18 октября Вавилов решился напомнить Регелю о своей просьбе. Тщательно продумал и несколько раз переписал письмо. Чтобы без помарок. Сквозь щеголеватость завитков и каллиграфическую стройность с трудом угадывается стремительный вавиловский почерк:

«При личном интересе к вопросам прикладной ботаники, помимо привлекательности работ Бюро, руководимого Вами, к устремлению в Бюро побуждает и то обстоятельство, что собственно прикладная ботаника почти не представлена у нас в Институте да и вообще в Москве.

Заданиями ставил бы себе более или менее подробное ознакомление с работами Бюро, как единственного учреждения в России, объединяющего работу по изучению систематики и географии культурных растений; большую часть времени хотел бы посвятить систематике злаков, в смысле ознакомления с главными литературными источниками, выяснения затруднений в определении злаков и просмотра коллекций Бюро. Весьма ценными почитал бы для себя всякие указания работников Бюро и разрешение пользоваться Вашей библиотекой.

Сознавая ясно загруженность Бюро работой, лично постарался бы быть возможно меньше в тяготу работникам Бюро. Необходимейший инструментарий (лупа, микроскоп) захватил бы с собою. С всевозможными неудобствами мирюсь заранее»*.

Письмо отправлено. Он с нетерпением ждет ответа.

А Регель медлит. Ему надо выяснить, приступит ли к занятиям другой практикант, которому уже твердо обещано.

В Бюро и в самом деле тесно. Библиотека выходит из отведенной под нее комнаты в коридор. Канцелярия ютится в передней. Регель же ни в чем не терпит небрежности. Требует даже, чтобы сотрудники, прежде чем поставить на полку коробку с семенами вновь определенного сорта растения, красили ее в соответствующий цвет. Специалист по пшеницам К. А. Фляксбергер уставляет стеллажи только красными коробками, специалист по овсам К. И. Литвинов — зелеными, сам Регель, изучающий ячмени, — синими.

Сотрудники Бюро, может быть, слегка подтрунивали над педантичной аккуратностью руководителя. Но требования исполняли. Не из боязни начальственного гнева, а потому, что эта внешняя форма отвечала всему смыслу, содержанию их работы. Они приводили в порядок сортовой материал российских полей. Необычайный хаос, пестрота царили на этих нетронутых наукой полях. Крестьяне да и помещики не вели направленного отбора, сеяли что попало, и вот образцы этих пестрых посевов поступали в Бюро. Специалисты разбирали их по видам, разновидностям, сортам, раскладывали по коробкам, заготовляли этикетки. Только при большой четкости и идеальном порядке можно вести такую работу.

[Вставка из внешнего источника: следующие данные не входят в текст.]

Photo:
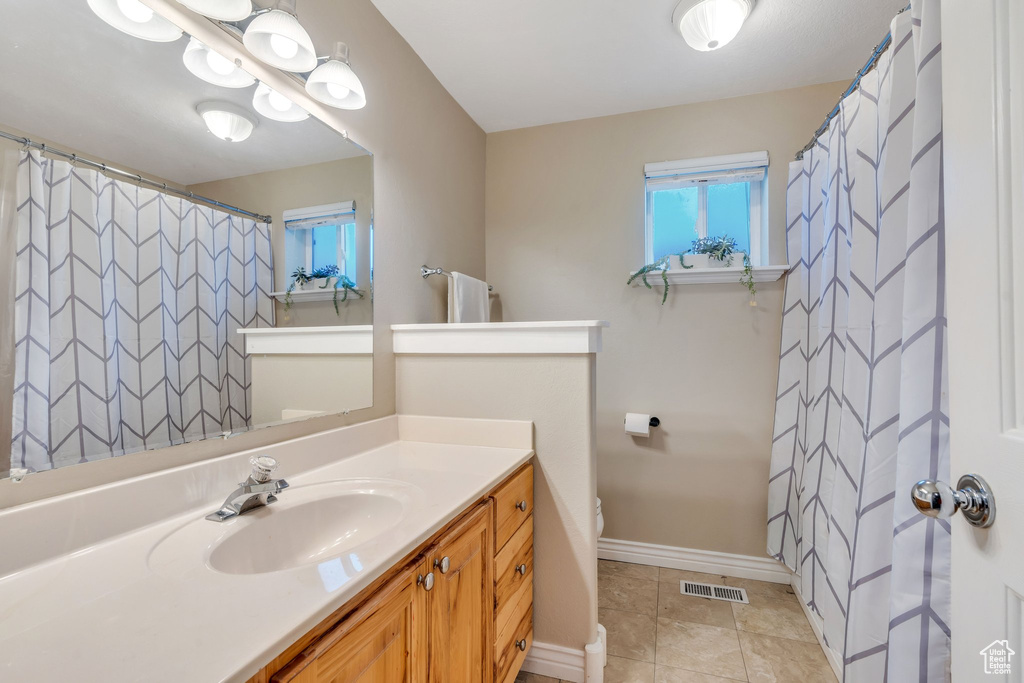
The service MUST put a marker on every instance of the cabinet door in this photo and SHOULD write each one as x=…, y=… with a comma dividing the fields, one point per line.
x=462, y=602
x=385, y=641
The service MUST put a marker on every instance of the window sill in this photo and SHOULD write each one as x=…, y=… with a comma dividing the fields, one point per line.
x=762, y=273
x=301, y=296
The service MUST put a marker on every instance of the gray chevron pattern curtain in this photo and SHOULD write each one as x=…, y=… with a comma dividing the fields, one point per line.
x=127, y=304
x=861, y=410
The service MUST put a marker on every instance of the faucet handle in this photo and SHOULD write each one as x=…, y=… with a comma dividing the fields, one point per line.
x=263, y=467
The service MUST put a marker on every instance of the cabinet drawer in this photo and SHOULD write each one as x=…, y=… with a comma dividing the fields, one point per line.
x=513, y=503
x=518, y=552
x=516, y=627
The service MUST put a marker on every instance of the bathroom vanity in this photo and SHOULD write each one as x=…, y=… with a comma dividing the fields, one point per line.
x=400, y=546
x=458, y=608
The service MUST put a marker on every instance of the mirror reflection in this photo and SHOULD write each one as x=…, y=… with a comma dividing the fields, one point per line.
x=187, y=253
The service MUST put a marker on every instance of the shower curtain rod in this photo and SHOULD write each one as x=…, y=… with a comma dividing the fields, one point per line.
x=110, y=170
x=876, y=53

Так мог ли Регель допустить, чтобы в Бюро появился лишний человек — без определенного рабочего места? Этот Вавилов способный юноша — Регель навел справки. Он готов даже сделать исключение. Но стоит ли создавать прецедент?..

Наконец, выясняется: один из практикантов вынужден отложить занятия в Бюро — не управился с начатыми раньше работами. Вавилов получает долгожданный ответ:

«Весьма охотно мы предоставим именно Вам занятия у нас в Бюро <…>. Свободный микроскоп у нас имеется. Если бы Вы могли привезти с собою препаровальную лупу, было бы хорошо»*.

3

Он начал с пшеницы. Следовательно, с «красного» кабинета Константина Андреевича Фляксбергера — человека спокойного и невозмутимого. «Он целые дни, а подчас и ночи, как некий гном, — писал К. И. Пангало, — просиживал над изучением остей, пленок, соломы, рылся в литературе, в полевых журналах и все добытые материалы заносил в колоссальную книгу, без которой и вне которой его невозможно было представить».